O projeto deixa claro que locadores, condomínios, administradoras de imóveis ou quaisquer terceiros não poderão impor cláusulas contratuais, regulamentos ou deliberações que proíbam ou restrinjam o funcionamento de sedes partidárias. Essa proteção se estende a imóveis urbanos e rurais, de natureza comercial ou mista.
A nova lei também impacta a Lei dos Partidos Políticos (Lei 9.096/95), declarando nula qualquer cláusula, ato ou deliberação, pública ou privada, que estabeleça restrições diretas ou indiretas ao funcionamento de sedes, núcleos ou representações partidárias. Partidos prejudicados por tais restrições terão o direito de buscar reparação civil pelos danos sofridos.

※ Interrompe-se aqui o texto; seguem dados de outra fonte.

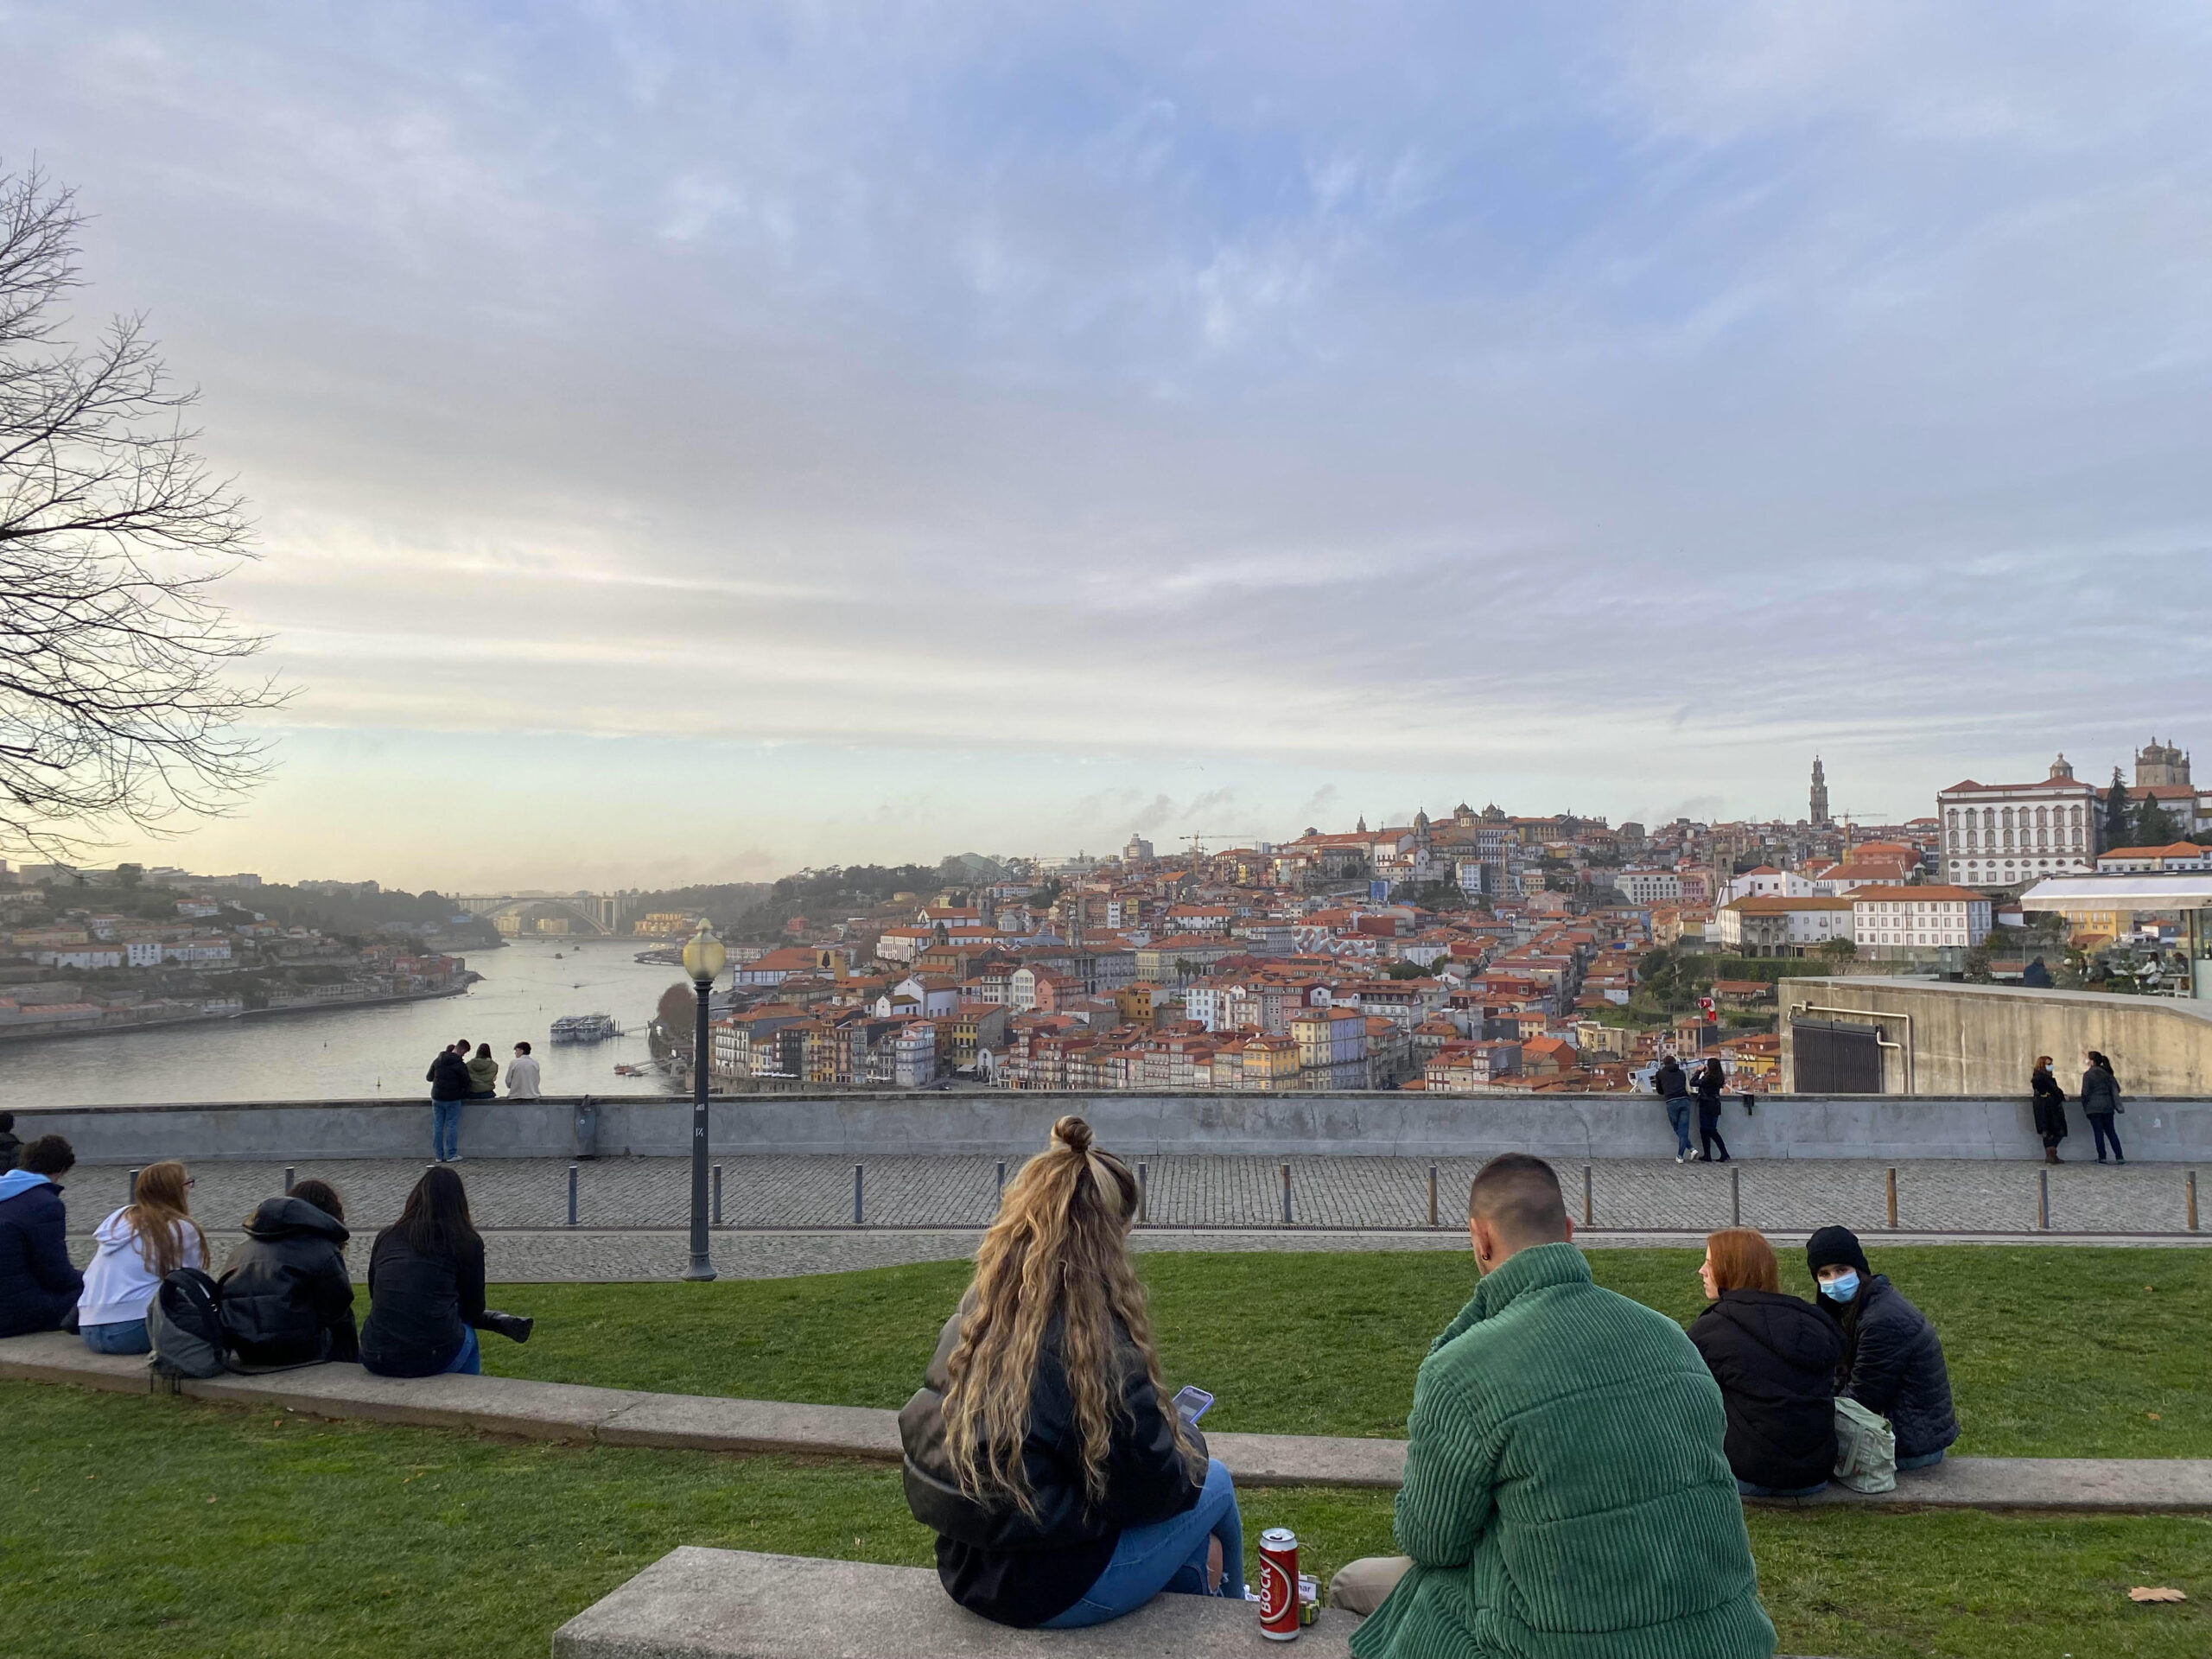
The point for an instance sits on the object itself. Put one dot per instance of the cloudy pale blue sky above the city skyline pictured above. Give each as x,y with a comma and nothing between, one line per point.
691,444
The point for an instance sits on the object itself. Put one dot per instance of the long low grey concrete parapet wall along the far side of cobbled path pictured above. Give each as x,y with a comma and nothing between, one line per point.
1014,1125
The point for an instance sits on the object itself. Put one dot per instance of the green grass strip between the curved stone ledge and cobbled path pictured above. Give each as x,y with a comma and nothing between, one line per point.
2054,1350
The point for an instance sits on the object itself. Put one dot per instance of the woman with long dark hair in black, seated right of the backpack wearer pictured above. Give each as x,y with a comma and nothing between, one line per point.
428,1286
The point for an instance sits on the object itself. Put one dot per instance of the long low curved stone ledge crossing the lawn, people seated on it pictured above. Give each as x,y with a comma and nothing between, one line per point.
711,1423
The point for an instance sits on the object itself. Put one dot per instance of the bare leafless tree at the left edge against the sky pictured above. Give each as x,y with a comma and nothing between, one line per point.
116,693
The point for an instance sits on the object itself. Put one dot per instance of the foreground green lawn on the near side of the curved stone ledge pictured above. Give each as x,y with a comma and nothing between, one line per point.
138,1525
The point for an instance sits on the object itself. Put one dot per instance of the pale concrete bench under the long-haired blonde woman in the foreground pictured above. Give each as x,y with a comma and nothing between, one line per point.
740,1605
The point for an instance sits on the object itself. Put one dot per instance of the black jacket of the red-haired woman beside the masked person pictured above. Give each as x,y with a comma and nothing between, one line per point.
1775,1359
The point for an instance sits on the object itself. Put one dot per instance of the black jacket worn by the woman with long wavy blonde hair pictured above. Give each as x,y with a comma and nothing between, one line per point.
997,1561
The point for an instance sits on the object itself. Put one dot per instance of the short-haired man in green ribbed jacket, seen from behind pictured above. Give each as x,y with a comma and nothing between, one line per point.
1565,1485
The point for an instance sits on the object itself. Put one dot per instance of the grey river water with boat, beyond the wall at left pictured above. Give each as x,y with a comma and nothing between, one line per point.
362,1054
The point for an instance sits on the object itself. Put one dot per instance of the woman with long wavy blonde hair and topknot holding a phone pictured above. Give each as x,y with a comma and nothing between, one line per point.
1063,1488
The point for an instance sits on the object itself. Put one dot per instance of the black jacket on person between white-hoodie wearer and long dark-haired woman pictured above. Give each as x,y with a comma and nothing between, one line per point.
286,1293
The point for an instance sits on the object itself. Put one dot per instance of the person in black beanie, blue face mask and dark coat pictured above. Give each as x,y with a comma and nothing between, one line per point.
1892,1359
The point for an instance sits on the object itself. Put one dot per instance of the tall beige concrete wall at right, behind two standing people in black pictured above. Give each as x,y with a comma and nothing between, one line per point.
1983,1039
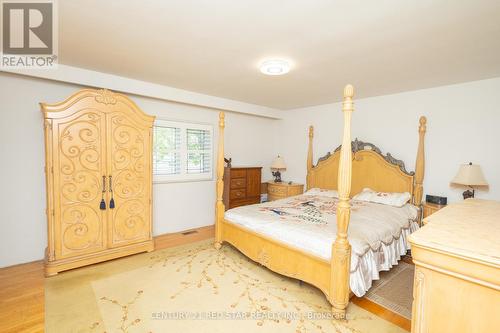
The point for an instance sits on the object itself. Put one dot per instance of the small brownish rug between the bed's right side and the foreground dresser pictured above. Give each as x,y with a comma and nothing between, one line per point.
394,290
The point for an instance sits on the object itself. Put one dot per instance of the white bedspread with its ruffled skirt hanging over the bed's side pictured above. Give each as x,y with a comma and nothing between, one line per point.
377,233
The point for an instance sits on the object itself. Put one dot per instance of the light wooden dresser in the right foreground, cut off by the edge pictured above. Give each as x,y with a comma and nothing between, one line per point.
457,269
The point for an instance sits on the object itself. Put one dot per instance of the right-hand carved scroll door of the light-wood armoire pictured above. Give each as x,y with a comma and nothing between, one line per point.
129,169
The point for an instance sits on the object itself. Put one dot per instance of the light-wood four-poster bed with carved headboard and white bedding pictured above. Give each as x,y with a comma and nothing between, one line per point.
329,259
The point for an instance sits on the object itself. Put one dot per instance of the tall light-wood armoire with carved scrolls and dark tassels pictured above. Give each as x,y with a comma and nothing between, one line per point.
99,179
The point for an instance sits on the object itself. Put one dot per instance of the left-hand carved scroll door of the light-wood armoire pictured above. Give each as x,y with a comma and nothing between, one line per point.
79,164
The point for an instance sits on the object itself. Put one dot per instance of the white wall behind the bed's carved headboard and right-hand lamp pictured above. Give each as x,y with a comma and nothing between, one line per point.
463,125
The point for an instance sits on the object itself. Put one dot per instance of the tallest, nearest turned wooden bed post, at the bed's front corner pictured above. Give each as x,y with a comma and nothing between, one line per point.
341,249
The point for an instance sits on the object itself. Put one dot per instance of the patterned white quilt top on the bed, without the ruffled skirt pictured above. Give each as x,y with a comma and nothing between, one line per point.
310,221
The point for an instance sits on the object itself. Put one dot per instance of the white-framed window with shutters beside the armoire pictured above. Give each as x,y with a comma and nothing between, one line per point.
181,151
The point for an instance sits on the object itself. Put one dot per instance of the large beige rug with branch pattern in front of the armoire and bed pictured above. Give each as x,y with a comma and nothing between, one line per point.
192,288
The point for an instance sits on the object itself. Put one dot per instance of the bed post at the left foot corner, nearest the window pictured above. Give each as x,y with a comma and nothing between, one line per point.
219,205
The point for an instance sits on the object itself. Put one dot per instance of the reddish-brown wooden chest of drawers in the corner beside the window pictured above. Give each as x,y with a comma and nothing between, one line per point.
241,186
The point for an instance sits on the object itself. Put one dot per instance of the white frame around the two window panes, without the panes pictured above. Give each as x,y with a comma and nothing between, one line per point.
183,176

O relator, Doutor Luizinho, defendeu a aprovação ao argumentar que restrições condominiais genéricas ou discriminatórias ao funcionamento de partidos em imóveis comerciais podem configurar uma limitação desproporcional às liberdades políticas fundamentais e ao sistema representativo. Em contrapartida, o deputado Marcel Van Hattem (Novo-RS) expressou preocupação com o que chamou de interferência nas decisões autônomas dos condomínios, questionando a necessidade de intervenção federal em decisões coletivas de moradores.